A new exhibition is opening at the National Library of Australia, featuring exquisite and intriguing rare books, prints and manuscripts relating to music. These were printed or handwritten in Britain between 1636 and 1850. The Excellencies of Musick: Highlights from the Jamie and Michael Kassler Collection exhibition is open from 3 December 2024. Entry is free.
Enter the musical world of Stuart and Georgian Britain, a world of concert-going, music-makers and thinkers, of printers and publishers. The exhibition features rare works by famous composers, theorists and philosophers, as well as portraits, engraved tickets and trade cards. Highlights include a broadside advertising an 1817 performance of Handel's masterpiece, The Messiah, and a libretto of Haydn's oratorio The Creation, still in its original sewn binding of 1803.

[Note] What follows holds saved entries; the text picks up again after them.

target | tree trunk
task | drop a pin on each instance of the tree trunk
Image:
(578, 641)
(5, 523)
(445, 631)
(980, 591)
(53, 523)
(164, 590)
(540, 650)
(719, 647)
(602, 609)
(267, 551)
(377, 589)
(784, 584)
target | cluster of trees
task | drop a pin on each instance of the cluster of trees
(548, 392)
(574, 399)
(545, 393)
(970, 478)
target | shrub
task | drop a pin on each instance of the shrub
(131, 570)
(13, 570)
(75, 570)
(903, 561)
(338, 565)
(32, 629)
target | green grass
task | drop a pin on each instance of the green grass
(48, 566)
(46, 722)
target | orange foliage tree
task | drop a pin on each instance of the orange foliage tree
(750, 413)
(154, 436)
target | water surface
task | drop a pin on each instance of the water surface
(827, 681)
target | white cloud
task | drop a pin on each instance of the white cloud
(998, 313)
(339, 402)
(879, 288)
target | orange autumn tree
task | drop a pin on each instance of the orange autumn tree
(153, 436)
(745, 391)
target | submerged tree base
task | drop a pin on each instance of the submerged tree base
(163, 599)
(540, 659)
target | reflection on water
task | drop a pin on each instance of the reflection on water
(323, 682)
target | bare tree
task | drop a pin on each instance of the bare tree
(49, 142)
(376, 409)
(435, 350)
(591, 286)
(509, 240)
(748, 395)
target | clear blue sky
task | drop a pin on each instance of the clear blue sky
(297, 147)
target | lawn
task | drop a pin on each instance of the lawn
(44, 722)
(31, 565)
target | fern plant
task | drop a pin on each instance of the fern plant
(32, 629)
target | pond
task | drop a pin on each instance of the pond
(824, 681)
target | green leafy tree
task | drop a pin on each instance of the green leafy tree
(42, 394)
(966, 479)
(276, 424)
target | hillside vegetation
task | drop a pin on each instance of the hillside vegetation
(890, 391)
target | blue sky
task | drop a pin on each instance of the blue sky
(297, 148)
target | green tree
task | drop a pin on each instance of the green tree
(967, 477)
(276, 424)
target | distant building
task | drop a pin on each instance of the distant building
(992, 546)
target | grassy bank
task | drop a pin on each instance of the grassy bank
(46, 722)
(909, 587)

'The items in the exhibition have many stories to tell,' said Rare Books and Music Curator Dr Susannah Helman. 'Some of the items are very rare. They include tickets and trade cards that tell of small moments in the lives of people living centuries ago. Other items in the exhibition are quite beautiful examples of printing techniques-engraving, lithography and mezzotint.'
Items in The Excellencies of Musick exhibition are drawn from the collection of musicologists and longstanding National Library patrons Dr Jamie Kassler and Dr Michael Kassler. Assembled over half a century, their collection includes books on the practice of music, intonation and acoustics, theories of harmony and composition, histories of music, biographies of musicians, dictionaries of musical terms, and music periodicals. The Kassler Collection greatly extends and deepens the National Library's collections of rare prints and books, music, pictures and manuscripts from the musicological world of 17th to early 19th century Britain. The Collection is being transferred to the National Library in stages and has enormous research potential.
'The Kassler Collection is the working library of two people passionate about the history of music in Britain. The Excellencies of Musick exhibition offers an introduction to this research collection,' said Dr Helman.

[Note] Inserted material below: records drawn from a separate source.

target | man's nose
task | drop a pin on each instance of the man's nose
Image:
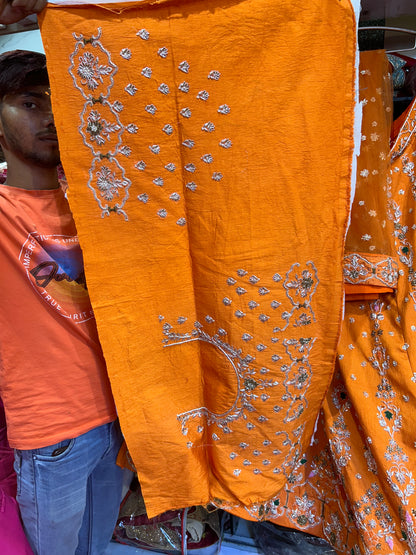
(48, 119)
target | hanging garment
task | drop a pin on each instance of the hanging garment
(357, 486)
(209, 167)
(12, 537)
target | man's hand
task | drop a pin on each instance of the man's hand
(12, 11)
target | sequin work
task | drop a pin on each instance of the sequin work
(357, 484)
(217, 308)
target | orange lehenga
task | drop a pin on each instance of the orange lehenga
(209, 167)
(357, 489)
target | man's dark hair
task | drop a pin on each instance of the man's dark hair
(20, 69)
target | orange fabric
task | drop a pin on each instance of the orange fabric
(208, 162)
(357, 485)
(52, 372)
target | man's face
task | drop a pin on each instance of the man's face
(27, 129)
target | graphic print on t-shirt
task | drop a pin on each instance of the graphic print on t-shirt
(55, 268)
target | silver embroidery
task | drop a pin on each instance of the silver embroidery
(184, 87)
(151, 109)
(130, 89)
(90, 70)
(118, 106)
(163, 52)
(132, 128)
(93, 71)
(189, 143)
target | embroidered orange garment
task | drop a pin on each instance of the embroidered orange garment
(357, 486)
(209, 164)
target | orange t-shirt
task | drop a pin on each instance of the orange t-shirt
(53, 378)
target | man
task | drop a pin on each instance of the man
(12, 11)
(60, 412)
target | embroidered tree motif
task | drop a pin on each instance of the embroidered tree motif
(108, 184)
(91, 71)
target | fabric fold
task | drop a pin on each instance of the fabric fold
(209, 168)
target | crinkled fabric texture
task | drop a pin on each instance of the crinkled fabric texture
(209, 165)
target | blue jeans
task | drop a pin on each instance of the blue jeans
(69, 493)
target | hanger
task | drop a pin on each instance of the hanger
(395, 29)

The National Library's rare books collections include around 158,000 titles, with more in its maps, pictures and Asian collections. These printed collections date from the earliest years of moveable metal type in Europe (early 1450s) to the 2020s. The National Library's music collections are also rich and include both early European printed scores toand the manuscript scores of great names in Australian music.
The Excellencies of Musick exhibition will delight anyone, especially those interested in the history of music and the history and technology of the book and printing. The free exhibition can be found in the collection-in-focus area of the Treasures Gallery at the National Library of Australia until August 2025.